Le CAC 40 franchit les 8 500 points, l’Europe s’offre un nouveau record
Porté par des indicateurs américains rassurants et les valeurs industrielles, l'indice parisien se rapproche de son plus haut historique.
Vendredi 3 juillet 2026, la Bourse de Paris a clôturé à 8 508,07 points, gagnant 1,45 % sur la semaine. L'indice paneuropéen STOXX 600 a également inscrit un record, soutenu par les chiffres de l'emploi américain et la performance des secteurs industriel et financier.
L’essentiel
- 8 508,07 points : le CAC 40 clôture en hausse de 0,39 % le 3 juillet et progresse de 1,45 % sur la semaine (source : Boursorama).
- Record historique : l’indice paneuropéen STOXX 600 atteint 652,77 points, un plus haut absolu (source : Boursorama).
- Emploi US : seulement 57 000 créations d’emplois en juin, ce qui réduit les craintes de hausse des taux de la Fed (source : Bureau of Labor Statistics).
- Valeurs industrielles en tête : Schneider Electric (+1,5 %), Airbus (+1,1 %) et Safran (+1,0 %) mènent la hausse, tandis que le luxe recule (source : Trading Economics).
Une semaine fructueuse pour la Bourse de Paris
Le vendredi 3 juillet 2026, l’indice CAC 40 a terminé la séance en hausse de 0,39 %, s’établissant à 8 508,07 points, selon Boursorama. Sur l’ensemble de la semaine, l’indice parisien a gagné 1,45 %, portant sa progression annuelle à près de 10 %. Il ne se trouve plus qu’à 1,6 % de son record historique de 8 642,23 points, atteint en février dernier (source : Trading Economics).
Les volumes d’échanges étaient toutefois réduits, Wall Street étant fermée en raison du Independence Day américain. Cette absence a limité l’ampleur des mouvements, mais n’a pas empêché les marchés européens de poursuivre leur dynamique positive, rapporte EasyBourse.
Un record pour le STOXX 600
À l’échelle européenne, l’indice STOXX 600 a inscrit un nouveau record historique le jeudi 2 juillet, en progressant de 1,4 % sur la semaine. Le lendemain, il a clôturé à 652,77 points, selon Boursorama, confirmant la tendance haussière amorcée depuis le début de l’été.
Les secteurs de la santé et de la finance ont particulièrement soutenu la hausse, tandis que l’indice Euro Stoxx 50 s’est approché de son propre record, à 6 417 points (source : Trading Economics).

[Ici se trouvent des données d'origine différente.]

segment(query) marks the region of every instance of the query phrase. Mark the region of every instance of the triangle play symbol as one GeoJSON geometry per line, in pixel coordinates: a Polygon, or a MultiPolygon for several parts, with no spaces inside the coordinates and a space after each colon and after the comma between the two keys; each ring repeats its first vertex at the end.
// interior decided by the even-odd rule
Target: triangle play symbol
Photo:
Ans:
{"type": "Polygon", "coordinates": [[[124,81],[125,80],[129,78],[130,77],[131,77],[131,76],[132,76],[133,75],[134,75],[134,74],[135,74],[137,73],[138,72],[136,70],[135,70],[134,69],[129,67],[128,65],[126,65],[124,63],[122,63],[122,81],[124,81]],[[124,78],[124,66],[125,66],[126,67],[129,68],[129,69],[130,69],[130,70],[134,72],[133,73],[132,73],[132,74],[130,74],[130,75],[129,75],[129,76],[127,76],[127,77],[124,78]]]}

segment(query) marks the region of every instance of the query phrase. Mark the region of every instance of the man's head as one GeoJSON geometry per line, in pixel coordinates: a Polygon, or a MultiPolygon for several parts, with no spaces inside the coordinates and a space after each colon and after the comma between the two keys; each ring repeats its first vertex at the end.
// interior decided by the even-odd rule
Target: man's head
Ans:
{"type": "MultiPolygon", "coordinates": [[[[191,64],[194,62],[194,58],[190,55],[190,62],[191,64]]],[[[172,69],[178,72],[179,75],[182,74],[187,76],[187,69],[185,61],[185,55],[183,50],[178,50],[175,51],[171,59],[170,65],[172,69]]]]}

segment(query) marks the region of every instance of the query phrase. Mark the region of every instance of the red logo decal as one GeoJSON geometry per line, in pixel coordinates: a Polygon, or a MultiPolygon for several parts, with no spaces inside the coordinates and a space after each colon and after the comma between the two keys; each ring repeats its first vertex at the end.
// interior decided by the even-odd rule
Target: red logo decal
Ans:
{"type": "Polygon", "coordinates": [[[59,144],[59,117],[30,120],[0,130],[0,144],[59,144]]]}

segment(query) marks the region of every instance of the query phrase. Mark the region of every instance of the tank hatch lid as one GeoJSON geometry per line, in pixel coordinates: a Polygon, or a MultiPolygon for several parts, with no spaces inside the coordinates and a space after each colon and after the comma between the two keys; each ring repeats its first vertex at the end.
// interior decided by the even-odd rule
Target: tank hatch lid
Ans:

États-Unis : un rapport sur l’emploi qui rassure
Le principal catalyseur de cette semaine boursière a été la publication, vendredi 3 juillet, des chiffres de l’emploi américain pour juin. Selon le Bureau of Labor Statistics, seuls 57 000 emplois non agricoles ont été créés, un net ralentissement par rapport aux mois précédents. Le taux de chômage a légèrement reculé à 4,2 %, contre 4,3 % en mai.
Ces données ont été interprétées comme un signe que la Réserve fédérale américaine (Fed) pourrait maintenir ses taux directeurs inchangés, éloignant la perspective d’un resserrement monétaire redouté par les investisseurs.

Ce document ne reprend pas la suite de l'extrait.